Posted on the 12 February 2013 by Eowyn @DrEowyn


What happened to “no taxation without representation”?

The Commonwealth of Virginia’s Senate just passed a bill, Senate Bill 1313, enabling counties in Northern Virginia to impose a 1% income tax without public vote.

Tom Jackman writes for The Washington Times, Feb. 12, 2013, that the VA Senate sneakily passed the bill at night last week, on the last day such bills could emerge from one house or the other.

The bill was misleadingly titled “City of Portsmouth authorized to levy to generate revenue for transportation.” But the title didn’t mention that it would also authorize the counties of Arlington, Fairfax, Loudoun and Prince William, and the cities of Alexandria, Fairfax, Falls Church, Manassas and Manassas Park to do the same. In other words, the bill gives the power to tax to the entire State of NoVa, plus Norfolk and Virginia Beach.

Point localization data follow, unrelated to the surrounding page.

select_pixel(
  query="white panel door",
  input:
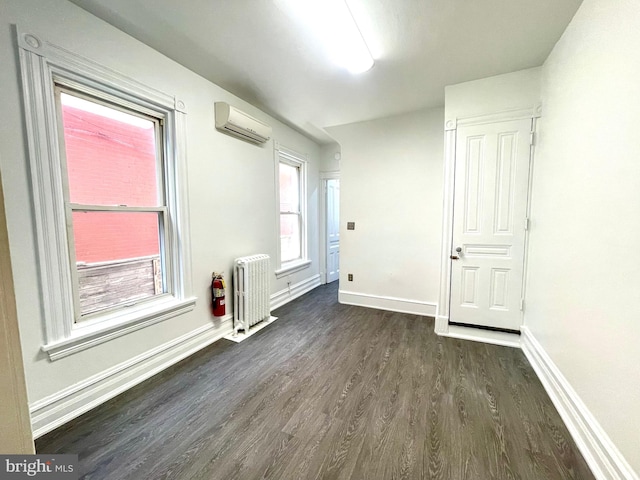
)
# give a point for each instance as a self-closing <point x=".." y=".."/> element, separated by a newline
<point x="489" y="221"/>
<point x="333" y="229"/>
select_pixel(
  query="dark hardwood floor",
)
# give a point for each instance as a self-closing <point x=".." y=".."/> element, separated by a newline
<point x="331" y="391"/>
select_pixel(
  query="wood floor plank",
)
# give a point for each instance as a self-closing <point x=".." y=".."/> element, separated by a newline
<point x="331" y="391"/>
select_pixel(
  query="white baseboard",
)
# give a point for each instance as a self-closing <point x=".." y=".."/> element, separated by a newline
<point x="61" y="407"/>
<point x="239" y="337"/>
<point x="393" y="304"/>
<point x="294" y="291"/>
<point x="442" y="325"/>
<point x="602" y="456"/>
<point x="485" y="336"/>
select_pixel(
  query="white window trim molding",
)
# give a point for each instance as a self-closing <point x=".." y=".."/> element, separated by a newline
<point x="41" y="63"/>
<point x="294" y="158"/>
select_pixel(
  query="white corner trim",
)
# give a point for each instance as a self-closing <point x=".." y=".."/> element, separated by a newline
<point x="294" y="291"/>
<point x="602" y="456"/>
<point x="393" y="304"/>
<point x="71" y="402"/>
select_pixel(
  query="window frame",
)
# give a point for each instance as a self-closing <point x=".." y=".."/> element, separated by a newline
<point x="161" y="210"/>
<point x="43" y="66"/>
<point x="290" y="157"/>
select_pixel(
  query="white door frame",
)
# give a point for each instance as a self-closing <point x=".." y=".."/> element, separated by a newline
<point x="451" y="126"/>
<point x="324" y="176"/>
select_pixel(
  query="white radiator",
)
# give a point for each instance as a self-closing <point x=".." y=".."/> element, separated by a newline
<point x="251" y="291"/>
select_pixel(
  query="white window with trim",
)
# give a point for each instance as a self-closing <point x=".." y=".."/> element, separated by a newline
<point x="107" y="158"/>
<point x="291" y="177"/>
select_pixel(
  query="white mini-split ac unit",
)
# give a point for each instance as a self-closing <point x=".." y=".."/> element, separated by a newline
<point x="235" y="122"/>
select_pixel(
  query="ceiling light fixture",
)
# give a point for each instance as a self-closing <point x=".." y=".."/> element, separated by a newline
<point x="333" y="23"/>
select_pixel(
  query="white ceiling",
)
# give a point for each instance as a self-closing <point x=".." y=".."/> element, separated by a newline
<point x="255" y="49"/>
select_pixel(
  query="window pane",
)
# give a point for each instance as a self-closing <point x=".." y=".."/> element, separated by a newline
<point x="111" y="155"/>
<point x="289" y="188"/>
<point x="118" y="258"/>
<point x="289" y="237"/>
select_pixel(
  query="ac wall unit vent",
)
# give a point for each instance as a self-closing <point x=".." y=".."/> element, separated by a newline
<point x="235" y="122"/>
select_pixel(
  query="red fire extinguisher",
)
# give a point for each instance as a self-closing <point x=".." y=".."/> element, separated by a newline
<point x="217" y="294"/>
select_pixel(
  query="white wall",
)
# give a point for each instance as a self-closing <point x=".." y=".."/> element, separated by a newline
<point x="583" y="297"/>
<point x="328" y="160"/>
<point x="231" y="186"/>
<point x="391" y="187"/>
<point x="510" y="91"/>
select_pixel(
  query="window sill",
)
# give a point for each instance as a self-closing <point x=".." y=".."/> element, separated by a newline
<point x="83" y="337"/>
<point x="292" y="267"/>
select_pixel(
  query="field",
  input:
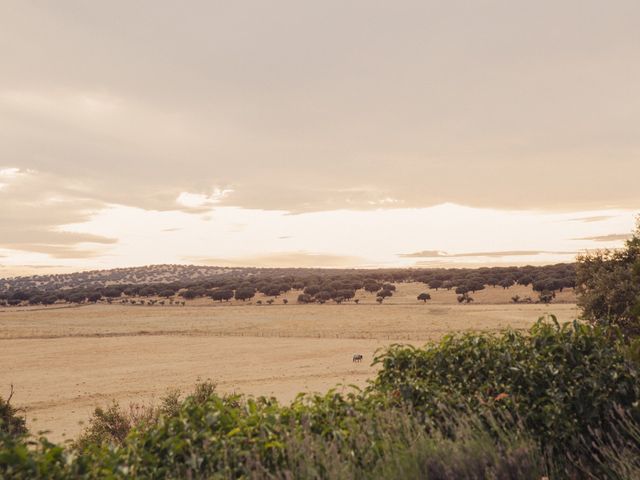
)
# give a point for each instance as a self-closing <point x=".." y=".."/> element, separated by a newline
<point x="63" y="361"/>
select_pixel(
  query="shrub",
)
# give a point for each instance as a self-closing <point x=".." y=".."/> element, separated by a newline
<point x="608" y="285"/>
<point x="11" y="422"/>
<point x="563" y="381"/>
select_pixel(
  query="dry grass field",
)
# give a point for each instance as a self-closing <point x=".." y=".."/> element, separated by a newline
<point x="63" y="361"/>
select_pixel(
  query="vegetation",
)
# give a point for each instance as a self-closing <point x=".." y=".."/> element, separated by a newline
<point x="608" y="285"/>
<point x="12" y="423"/>
<point x="559" y="401"/>
<point x="169" y="283"/>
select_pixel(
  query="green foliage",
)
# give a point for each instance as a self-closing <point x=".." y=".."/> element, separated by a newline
<point x="562" y="381"/>
<point x="608" y="285"/>
<point x="559" y="401"/>
<point x="11" y="422"/>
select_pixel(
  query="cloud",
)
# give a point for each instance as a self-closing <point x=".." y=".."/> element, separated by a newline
<point x="614" y="237"/>
<point x="284" y="259"/>
<point x="35" y="206"/>
<point x="200" y="201"/>
<point x="597" y="218"/>
<point x="498" y="254"/>
<point x="165" y="104"/>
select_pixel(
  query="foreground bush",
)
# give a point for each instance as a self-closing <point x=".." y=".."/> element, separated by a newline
<point x="561" y="401"/>
<point x="562" y="381"/>
<point x="11" y="422"/>
<point x="608" y="285"/>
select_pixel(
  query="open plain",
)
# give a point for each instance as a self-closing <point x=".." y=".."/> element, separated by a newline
<point x="64" y="360"/>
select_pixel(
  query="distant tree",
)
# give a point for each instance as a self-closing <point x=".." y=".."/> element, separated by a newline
<point x="311" y="290"/>
<point x="384" y="293"/>
<point x="464" y="298"/>
<point x="188" y="294"/>
<point x="525" y="280"/>
<point x="305" y="298"/>
<point x="546" y="296"/>
<point x="220" y="294"/>
<point x="94" y="297"/>
<point x="372" y="286"/>
<point x="346" y="293"/>
<point x="245" y="293"/>
<point x="323" y="296"/>
<point x="424" y="297"/>
<point x="506" y="283"/>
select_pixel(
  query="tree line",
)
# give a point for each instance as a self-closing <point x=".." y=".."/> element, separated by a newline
<point x="317" y="285"/>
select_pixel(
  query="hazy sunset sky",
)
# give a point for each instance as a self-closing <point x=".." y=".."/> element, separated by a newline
<point x="333" y="133"/>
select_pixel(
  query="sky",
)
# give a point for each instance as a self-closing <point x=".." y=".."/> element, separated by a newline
<point x="335" y="133"/>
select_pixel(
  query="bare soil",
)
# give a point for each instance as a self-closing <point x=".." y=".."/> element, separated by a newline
<point x="64" y="361"/>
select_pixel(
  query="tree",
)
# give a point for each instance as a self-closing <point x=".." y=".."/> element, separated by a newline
<point x="464" y="298"/>
<point x="323" y="296"/>
<point x="372" y="286"/>
<point x="94" y="297"/>
<point x="221" y="294"/>
<point x="245" y="293"/>
<point x="384" y="293"/>
<point x="305" y="298"/>
<point x="424" y="297"/>
<point x="546" y="296"/>
<point x="608" y="285"/>
<point x="506" y="283"/>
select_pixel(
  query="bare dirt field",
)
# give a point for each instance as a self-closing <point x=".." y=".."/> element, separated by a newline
<point x="64" y="361"/>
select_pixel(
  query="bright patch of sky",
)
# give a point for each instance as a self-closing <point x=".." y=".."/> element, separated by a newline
<point x="443" y="235"/>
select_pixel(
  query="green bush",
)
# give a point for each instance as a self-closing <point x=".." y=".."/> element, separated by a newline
<point x="560" y="401"/>
<point x="608" y="285"/>
<point x="562" y="381"/>
<point x="11" y="422"/>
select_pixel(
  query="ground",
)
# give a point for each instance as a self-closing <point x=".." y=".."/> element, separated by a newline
<point x="64" y="361"/>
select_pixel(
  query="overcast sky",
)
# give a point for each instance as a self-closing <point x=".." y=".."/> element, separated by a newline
<point x="346" y="133"/>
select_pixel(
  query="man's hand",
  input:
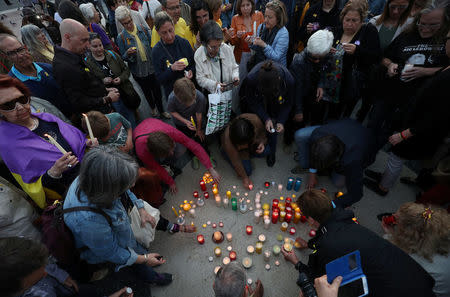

While it is true that this income taxing authority already exists in Virginia law, there is one important condition: It must be approved by a public referendum. But the new bill would eliminate that referendum, allowing a new income tax to be imposed simply by the local city council or board of supervisors passing a new ordinance.

Even more absurd is the fact that none of the counties or cities in North Virginia even want this taxing authority. Of the leaders whom Tom Jackson surveyed in all five major jurisdictions, only Arlington board chair Walter Tejada was even open to considering it.

But even Tejada was not exactly enthused by the idea. He said, ”We’re following it intently. We’re always trying to find ways to fund transportation projects, and considering we were ranked number one in gridlock, any resources would be helpful.” Tejada said that “too many times the state has been passing the buck to us” — the counties — and traffic’s not going anywhere. So we’re just going to monitor this closely.”

Prince William Board Chairman Corey Stewart said, “It’s just another dumb idea coming out of the General Assembly. We have never requested that power, we don’t want that power and we would never use that power.”

Stewart said the notion of allowing local governments to impose an income tax could harm Virginia’s competitiveness with other states. “One of the reasons Virginia is so competitive” with other states “is we don’t have local governments imposing income taxes.” He added, “I think the mere threat of a locally imposed income tax will have a dampening effect on investment in the Commonwealth.”

Stewart pointed out that Virginia’s budget rose from $23.5 billion in 2002 to $39 billion in 2011. “When your income goes up by 66 percent and you don’t have enough money to make ends meet,” Stewart said, “you don’t have a revenue problem, you’ve got a spending problem. They just haven’t made transportation a priority.”

State Sen. Chap Petersen (D) of Fairfax, who voted against the bill, said raising the income tax only penalizes local residents who file tax returns, but not drivers, workers or shoppers from other jurisdictions. And “once you give a local government taxing authority, inevitably they’re going to use it,” Petersen said.

The bill is now in the House finance committee, awaiting a House vote.

VA Senate passes bill to tax without public vote

Virginia state Sen. Walter A. Stosch (R-Henrico) is the sole sponsor of and voted “yes” on SB 1313.